[SOLVED] Live migration doesn't work after upgrade to 8.4.0

vegarnilsen

New Member
Apr 29, 2025
6
1
3
We have a two-node cluster that we upgraded to 8.4.0, both nodes are set up with local storage (directory).
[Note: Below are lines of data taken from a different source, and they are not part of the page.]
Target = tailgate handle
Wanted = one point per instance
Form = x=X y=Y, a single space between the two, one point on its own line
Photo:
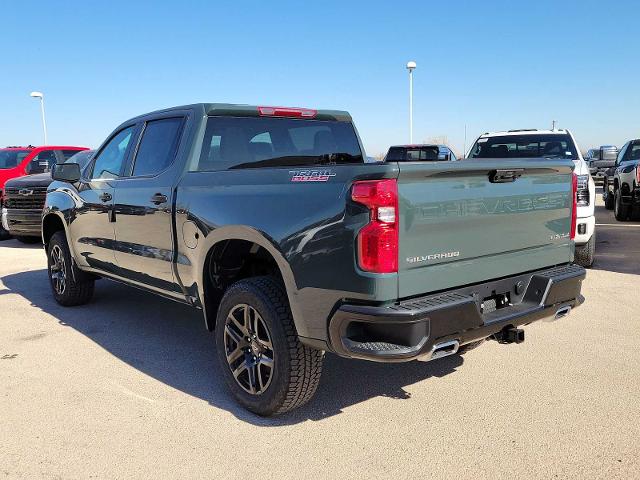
x=505 y=176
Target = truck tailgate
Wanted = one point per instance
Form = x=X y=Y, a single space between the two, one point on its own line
x=459 y=226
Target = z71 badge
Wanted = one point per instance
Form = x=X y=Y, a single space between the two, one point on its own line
x=311 y=175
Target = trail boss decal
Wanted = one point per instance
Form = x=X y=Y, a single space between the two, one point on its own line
x=311 y=175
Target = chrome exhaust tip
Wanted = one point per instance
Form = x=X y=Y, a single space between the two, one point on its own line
x=562 y=312
x=444 y=349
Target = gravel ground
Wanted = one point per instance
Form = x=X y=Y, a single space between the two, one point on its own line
x=127 y=387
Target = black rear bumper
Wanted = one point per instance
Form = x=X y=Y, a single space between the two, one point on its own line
x=412 y=328
x=24 y=222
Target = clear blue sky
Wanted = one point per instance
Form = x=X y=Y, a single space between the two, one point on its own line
x=489 y=65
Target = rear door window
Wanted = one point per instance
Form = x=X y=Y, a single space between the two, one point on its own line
x=250 y=142
x=42 y=162
x=158 y=146
x=12 y=158
x=67 y=154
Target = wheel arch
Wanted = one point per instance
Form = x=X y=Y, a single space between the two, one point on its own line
x=255 y=241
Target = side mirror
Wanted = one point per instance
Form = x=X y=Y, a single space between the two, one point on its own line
x=66 y=172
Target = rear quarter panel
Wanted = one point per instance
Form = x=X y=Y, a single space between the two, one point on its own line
x=310 y=229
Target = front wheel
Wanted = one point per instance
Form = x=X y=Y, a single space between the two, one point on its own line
x=620 y=210
x=68 y=289
x=263 y=362
x=608 y=199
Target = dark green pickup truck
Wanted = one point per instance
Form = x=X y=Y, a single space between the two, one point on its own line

Prior to 8.4.0 we could migrate VMs between nodes by specifying the target storage, but this doesn't work after the upgrade:

1745921434982.png
The "Storage not available on selected target." error doesn't go away after I select target storage, and the Migrate button stays inactive. (The VM is of course running.)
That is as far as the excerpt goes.